The lecture notes address the conceptual necessity of two complex features: Residual Connections and the Feed-Forward Network.

### 1. Why Use Residual Connections? (Skip Connections)
The exact reason for using Residual Connections in the Transformer is **not clearly provided** in the original research paper. However, empirical evidence shows they are **critical** for performance.

**Speculated Reasons:**
*   **Stable Training:** In deep networks (like the stack of six Encoder blocks), residual connections help mitigate the **vanishing gradient problem** by providing an alternate path for the gradient to flow, ensuring parameter updates continue throughout the network.
*   **Feature Preservation:** They allow the network to send the **original, untransformed features** forward. This acts as a safeguard; if a transformation (MHA or FFNN) degrades the feature quality, the original, "good" features can still be utilized.
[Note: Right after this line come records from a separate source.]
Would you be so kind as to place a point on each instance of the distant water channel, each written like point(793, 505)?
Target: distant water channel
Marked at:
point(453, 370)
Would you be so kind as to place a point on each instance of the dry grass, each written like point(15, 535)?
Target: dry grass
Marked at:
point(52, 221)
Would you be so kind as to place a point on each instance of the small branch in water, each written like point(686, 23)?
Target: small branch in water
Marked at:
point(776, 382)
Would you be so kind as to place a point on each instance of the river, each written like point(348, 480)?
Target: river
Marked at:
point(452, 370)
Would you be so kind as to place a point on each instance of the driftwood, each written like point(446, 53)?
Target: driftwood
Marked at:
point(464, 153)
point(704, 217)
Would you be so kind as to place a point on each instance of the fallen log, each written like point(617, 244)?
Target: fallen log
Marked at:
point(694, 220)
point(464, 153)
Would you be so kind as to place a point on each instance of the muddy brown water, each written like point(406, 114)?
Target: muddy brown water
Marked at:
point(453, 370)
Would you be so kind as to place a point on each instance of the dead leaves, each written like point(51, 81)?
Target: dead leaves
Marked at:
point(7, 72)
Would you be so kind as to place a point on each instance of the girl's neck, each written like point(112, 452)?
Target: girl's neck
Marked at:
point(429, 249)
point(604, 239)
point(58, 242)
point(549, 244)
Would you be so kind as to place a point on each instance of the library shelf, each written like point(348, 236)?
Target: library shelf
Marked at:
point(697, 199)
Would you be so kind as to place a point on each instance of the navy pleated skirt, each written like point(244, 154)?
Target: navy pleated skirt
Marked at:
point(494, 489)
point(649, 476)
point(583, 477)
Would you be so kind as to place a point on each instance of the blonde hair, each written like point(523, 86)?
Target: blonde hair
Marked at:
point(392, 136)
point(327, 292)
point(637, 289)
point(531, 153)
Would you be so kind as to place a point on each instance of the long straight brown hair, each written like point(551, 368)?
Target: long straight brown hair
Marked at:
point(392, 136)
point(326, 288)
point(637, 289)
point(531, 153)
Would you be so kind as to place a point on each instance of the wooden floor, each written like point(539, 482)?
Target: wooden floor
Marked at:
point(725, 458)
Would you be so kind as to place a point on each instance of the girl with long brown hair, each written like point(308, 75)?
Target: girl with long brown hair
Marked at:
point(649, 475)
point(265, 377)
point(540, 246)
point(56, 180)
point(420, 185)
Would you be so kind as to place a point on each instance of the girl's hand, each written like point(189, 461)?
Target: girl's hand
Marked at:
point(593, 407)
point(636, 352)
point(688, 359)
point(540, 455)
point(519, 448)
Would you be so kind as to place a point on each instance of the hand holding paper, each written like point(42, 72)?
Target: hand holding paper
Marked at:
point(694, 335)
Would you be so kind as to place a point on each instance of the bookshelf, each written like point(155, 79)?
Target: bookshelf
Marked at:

### 2. Why Use the Feed-Forward Network?
The FFNN, particularly its weight matrices ($W_1$ and $W_2$), constitutes **two-thirds of the Transformer's total parameters**.

**Main Reason (Generic Answer):**
*   **Introducing Non-Linearity:** Self-Attention involves mostly linear operations (dot products). The FFNN, especially through the **ReLU activation** in the first layer, introduces necessary **non-linearities** that allow the model to capture more complex patterns in the data.

**Alternative Theory (Active Research):**
*   Recent research suggests that the FFNN layers operate as **key-value memories**. These "memories" are believed to store textual patterns learned during the training process, indicating a more complex role than simply introducing non-linearity.

### 3. Why Stack Multiple Encoder Blocks?
*   **High Representation Power:** Human language is inherently complex. To achieve a satisfactory understanding of language, the model requires very high **representation power**.
*   **Depth is Key:** In Deep Learning, stacking multiple layers (going "deep") increases the model's ability to extract hidden patterns and create a deeper representation of the data.
*   **Empirical Best Result:** The creators chose six blocks because this number yielded the **best empirical results** in their experiments, although this number is configurable depending on the specific application.

***
*Note:* The parameters (weights and biases) of the Multi-Head Attention and the Feed-Forward Network are **unique** for each of the six Encoder blocks. Although the architecture is copied (identical blocks), the learned parameters themselves are different for every block in the stack.